Atualmente, apesar da demanda crescente, a contratação e remuneração dessas atividades, que iniciam bem antes do parto em si, é feita de maneira informal e, em alguns casos, até voluntária. Isso porque, explica Morgana, há um compromisso com a causa e um ativismo inerente aos profissionais que acompanham as gestantes antes, durante e após o parto, oferecendo apoio emocional e sugerindo técnicas e exercícios para alívio da dor.
“É a inserção no SUS que vai fazer com que possa se compreender como é o bem estar daquelas pessoas. É por isso que a gente entende que a mudança necessária, para além de ser inserida, que outras pessoas tenham acesso à saúde suplementar possam ter doula, que a gente possa promover uma modelagem, um padrão, mais acessível em todos os estados do país”, aponta.
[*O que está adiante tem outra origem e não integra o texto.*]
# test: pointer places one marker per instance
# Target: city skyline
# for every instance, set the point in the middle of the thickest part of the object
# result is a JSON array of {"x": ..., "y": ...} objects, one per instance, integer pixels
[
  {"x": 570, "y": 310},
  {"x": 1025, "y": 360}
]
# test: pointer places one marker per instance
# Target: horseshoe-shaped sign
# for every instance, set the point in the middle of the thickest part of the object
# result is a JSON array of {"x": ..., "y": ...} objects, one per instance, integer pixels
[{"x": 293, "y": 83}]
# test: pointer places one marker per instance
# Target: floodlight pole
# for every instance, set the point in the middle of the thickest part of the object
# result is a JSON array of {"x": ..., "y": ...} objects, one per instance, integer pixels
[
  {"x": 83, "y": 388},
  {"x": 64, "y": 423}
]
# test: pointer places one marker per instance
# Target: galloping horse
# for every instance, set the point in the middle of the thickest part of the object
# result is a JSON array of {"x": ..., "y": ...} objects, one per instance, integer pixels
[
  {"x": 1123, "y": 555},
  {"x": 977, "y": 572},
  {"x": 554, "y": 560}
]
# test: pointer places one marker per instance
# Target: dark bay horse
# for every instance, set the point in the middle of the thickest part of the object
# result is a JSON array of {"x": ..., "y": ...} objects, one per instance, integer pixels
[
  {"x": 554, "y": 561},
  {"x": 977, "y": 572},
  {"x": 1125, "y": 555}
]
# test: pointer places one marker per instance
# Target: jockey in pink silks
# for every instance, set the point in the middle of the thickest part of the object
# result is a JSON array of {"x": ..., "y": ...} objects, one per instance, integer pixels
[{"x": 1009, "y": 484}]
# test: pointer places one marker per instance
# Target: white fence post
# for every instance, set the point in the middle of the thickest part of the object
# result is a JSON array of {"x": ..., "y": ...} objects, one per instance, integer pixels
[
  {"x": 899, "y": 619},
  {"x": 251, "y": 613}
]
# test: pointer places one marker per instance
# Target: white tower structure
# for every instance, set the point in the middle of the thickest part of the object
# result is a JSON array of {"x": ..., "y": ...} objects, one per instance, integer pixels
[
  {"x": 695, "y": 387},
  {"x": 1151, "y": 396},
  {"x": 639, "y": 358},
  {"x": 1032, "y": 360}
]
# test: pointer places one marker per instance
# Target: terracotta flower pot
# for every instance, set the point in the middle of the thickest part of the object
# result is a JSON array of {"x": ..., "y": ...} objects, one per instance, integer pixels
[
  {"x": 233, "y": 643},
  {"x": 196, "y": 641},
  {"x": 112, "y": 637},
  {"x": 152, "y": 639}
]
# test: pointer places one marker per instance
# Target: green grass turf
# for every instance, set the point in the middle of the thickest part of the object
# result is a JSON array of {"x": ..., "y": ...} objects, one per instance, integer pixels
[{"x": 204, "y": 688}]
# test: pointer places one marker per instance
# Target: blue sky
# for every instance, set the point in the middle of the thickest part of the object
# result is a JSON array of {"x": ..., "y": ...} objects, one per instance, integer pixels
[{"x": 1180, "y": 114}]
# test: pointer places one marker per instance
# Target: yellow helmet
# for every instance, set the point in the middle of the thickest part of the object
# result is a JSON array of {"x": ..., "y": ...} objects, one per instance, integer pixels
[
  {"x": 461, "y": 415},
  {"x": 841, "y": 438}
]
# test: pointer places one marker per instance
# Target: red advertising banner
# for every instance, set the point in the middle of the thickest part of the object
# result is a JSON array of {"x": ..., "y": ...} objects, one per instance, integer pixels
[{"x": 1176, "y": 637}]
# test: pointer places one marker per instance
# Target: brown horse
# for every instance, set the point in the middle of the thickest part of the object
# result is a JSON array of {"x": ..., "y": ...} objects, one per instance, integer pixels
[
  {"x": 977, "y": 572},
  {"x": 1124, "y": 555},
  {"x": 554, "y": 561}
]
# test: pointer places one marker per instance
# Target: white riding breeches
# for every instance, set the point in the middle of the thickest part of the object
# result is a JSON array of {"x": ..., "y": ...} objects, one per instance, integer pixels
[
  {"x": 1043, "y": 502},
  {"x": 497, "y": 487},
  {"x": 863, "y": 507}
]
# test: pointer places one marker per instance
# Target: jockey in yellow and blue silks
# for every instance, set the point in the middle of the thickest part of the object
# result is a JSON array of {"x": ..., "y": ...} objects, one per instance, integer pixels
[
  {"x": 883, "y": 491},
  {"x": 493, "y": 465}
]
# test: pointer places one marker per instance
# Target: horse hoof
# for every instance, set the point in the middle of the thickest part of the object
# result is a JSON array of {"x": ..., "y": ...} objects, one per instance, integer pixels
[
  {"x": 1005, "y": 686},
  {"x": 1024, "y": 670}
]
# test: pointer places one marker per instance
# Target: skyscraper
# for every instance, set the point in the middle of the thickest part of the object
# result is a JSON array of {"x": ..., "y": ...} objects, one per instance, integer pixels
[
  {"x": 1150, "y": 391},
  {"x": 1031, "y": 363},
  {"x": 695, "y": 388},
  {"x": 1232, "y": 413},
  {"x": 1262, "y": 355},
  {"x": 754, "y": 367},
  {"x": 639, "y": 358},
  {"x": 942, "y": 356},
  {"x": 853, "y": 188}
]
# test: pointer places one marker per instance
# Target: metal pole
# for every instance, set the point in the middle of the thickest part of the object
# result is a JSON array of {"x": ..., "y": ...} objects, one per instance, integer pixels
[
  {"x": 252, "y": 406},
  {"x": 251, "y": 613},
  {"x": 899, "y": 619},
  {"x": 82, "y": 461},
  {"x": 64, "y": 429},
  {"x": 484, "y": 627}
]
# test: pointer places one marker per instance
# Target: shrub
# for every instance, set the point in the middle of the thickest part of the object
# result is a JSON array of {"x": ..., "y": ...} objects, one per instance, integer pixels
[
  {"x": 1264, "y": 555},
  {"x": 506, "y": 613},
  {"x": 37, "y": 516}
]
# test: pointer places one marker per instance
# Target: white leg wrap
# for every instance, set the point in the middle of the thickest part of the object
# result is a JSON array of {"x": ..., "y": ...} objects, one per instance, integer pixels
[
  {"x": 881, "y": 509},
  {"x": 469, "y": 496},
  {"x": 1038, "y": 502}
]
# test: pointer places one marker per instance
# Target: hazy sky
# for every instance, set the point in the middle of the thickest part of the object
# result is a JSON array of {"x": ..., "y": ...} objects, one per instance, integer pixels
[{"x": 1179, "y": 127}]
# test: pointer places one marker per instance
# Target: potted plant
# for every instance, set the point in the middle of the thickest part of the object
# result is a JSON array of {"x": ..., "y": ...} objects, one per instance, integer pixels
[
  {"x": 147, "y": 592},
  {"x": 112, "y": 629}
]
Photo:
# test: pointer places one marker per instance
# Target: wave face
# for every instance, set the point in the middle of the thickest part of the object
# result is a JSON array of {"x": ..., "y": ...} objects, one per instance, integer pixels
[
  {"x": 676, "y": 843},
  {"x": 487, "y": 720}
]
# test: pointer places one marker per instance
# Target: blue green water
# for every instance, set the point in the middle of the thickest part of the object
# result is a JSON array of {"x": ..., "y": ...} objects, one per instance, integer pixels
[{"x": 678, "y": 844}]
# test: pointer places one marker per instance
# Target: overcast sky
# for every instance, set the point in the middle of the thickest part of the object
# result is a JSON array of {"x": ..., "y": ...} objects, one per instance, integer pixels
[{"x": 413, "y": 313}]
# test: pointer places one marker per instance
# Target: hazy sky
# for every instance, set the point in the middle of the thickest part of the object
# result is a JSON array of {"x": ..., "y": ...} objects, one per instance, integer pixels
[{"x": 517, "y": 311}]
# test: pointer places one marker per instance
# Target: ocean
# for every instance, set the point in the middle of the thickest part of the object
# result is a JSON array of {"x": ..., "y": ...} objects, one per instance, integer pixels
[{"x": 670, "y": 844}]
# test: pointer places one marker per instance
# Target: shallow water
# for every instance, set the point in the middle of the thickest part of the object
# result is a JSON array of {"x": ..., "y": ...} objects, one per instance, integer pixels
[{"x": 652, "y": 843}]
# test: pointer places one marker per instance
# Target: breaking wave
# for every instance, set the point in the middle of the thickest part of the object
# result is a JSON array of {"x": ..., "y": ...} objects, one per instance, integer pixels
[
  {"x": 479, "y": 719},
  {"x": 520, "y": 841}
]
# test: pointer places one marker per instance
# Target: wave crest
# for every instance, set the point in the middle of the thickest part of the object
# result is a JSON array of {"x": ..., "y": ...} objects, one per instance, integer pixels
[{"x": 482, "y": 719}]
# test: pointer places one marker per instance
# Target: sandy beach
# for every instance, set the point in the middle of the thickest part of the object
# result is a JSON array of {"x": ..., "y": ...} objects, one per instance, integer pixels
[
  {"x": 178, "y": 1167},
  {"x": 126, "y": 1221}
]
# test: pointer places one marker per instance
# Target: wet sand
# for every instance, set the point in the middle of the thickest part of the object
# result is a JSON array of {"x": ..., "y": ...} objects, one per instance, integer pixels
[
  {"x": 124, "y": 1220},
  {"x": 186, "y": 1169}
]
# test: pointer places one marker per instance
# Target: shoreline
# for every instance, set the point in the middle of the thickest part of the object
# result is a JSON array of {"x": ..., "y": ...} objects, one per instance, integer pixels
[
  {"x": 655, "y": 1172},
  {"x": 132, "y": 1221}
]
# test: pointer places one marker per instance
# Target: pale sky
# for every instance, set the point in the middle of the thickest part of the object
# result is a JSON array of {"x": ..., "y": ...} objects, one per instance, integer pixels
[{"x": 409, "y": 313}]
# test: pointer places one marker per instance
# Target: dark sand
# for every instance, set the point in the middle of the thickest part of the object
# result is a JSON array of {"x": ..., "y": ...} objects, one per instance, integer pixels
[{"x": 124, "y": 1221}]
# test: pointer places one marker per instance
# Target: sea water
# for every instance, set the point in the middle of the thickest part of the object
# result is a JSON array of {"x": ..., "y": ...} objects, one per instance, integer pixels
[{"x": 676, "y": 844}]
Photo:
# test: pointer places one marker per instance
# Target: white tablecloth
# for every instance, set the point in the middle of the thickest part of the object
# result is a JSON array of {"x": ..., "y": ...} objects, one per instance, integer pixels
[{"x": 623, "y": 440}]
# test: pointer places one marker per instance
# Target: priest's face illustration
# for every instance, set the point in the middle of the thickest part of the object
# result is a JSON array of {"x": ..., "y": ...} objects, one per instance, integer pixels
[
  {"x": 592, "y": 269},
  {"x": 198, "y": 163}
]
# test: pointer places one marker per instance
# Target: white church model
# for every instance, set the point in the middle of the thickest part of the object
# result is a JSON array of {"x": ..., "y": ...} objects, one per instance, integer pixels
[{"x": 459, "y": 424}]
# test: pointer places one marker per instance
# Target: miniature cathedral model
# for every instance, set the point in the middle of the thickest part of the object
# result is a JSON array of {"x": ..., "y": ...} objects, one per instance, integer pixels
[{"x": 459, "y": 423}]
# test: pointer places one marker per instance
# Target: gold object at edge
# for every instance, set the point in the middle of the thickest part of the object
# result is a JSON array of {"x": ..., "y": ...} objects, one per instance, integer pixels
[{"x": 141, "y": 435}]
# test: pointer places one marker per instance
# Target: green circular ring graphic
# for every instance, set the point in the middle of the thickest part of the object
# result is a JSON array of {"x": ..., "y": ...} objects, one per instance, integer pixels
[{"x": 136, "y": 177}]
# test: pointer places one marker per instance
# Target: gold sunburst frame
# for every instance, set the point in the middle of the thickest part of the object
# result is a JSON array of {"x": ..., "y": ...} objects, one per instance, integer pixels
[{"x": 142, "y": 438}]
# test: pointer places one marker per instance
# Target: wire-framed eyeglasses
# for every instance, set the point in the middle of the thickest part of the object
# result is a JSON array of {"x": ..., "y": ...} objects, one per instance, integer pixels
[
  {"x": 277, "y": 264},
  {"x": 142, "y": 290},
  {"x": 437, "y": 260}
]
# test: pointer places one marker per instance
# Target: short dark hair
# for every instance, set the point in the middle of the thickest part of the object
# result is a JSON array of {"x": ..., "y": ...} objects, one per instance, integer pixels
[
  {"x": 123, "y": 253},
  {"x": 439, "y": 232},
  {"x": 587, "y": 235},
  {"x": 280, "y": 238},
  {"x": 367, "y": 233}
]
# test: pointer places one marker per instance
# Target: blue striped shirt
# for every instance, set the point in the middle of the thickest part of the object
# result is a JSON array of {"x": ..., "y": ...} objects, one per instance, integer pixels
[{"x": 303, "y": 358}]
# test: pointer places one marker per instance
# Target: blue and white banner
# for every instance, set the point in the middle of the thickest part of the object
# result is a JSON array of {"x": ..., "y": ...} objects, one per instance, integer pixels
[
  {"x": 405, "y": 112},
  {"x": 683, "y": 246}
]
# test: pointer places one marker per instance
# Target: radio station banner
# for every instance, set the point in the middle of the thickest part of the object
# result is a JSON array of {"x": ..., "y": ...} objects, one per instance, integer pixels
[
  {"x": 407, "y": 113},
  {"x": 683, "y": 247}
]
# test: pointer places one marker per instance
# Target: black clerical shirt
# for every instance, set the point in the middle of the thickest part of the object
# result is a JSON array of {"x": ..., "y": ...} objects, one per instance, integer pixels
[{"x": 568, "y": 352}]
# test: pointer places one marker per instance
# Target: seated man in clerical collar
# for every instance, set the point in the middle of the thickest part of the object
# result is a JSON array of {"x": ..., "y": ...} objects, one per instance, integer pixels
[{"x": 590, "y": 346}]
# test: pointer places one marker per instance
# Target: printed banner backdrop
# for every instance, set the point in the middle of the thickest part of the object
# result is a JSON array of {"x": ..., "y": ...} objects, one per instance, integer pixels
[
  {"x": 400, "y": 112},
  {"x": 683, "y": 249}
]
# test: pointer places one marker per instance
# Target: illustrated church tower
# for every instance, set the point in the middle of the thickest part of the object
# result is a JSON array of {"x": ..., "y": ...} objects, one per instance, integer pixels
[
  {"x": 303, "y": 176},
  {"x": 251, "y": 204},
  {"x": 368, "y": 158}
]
Histórico democrático pela universalização do acesso
Iniciadas em 1941, as Conferências Nacionais de Saúde percorreram estão diretamente ligadas às conquistas do setor e a própria elaboração do SUS, que seria instituído na Constituição de 1988. Conforme recorda Pigatto, a sua 8° edição, em 1986, foi um marco para a consolidação da participação da sociedade civil - justamente o mesmo ano em que começava o processo de redemocratização do país.
Consolidado com ciclos de 4 anos, o evento tratou ao longo da história uma série de eixos temáticos fundamentais ao que se entende hoje por Saúde pública brasileira, como a municipalização, a reforma sanitária e o próprio financiamento do sistema. Uma lógica duramente mutilada após o impeachment da presidenta Dilma Rousseff, em 2016.
“Passamos por um momento de golpe no país. Construímos a 16°, que foi a última conferência e que nós chamamos de oitava + 8 para demarcar aquilo que estava na Constituição. E agora, quando a gente chega na 17°, superamos todo o desafio de fazer com que, num cenário adverso, de um governo de extrema direita, não só no país mas também em vários municípios e estados, a gente pudesse realizar essa conferência”, enaltece Pigatto.
Envolvido em ações comunitárias e em defesa da agricultura familiar desde os anos 1980, Pigatto afirma que o desfinanciamento da Saúde, agravado nos últimos 4 anos, empurrou ainda mais responsabilidade aos municípios. Nesse contexto, questiona a falta de parâmetros e os “interesses não republicanos”, segundo ele, na distribuição de recursos por um grupo restrito de parlamentares via orçamento secreto - em 2023, as chamadas emendas de relator devem consumir R$ 10 bilhões apenas para a área.
“A correlação de forças no Congresso é difícil, então cabe nós estarmos nas ruas mostrar qual é o rumo que o país precisa tomar para dar respaldo ao programa de governo que ganhou a eleição. Por isso, um plano de governo para a saúde só é implementado com quem tem compromisso com o SUS, e a ministra Nísia tem esse compromisso”, adiciona.
A própria ministra, que durante o evento lançou o Mapa Colaborativo dos Movimentos Sociais em Saúde - plataforma interativa que pretende reunir iniciativas, práticas e saberes regionais, diz não ser mais possível pensar um governo que seja isolado da sociedade civil. “Nesses seis meses, posso dizer que a Saúde está de volta, mas a Saúde como um projeto coletivo na luta contra as desigualdades e pela conquista do bem viver”, finaliza.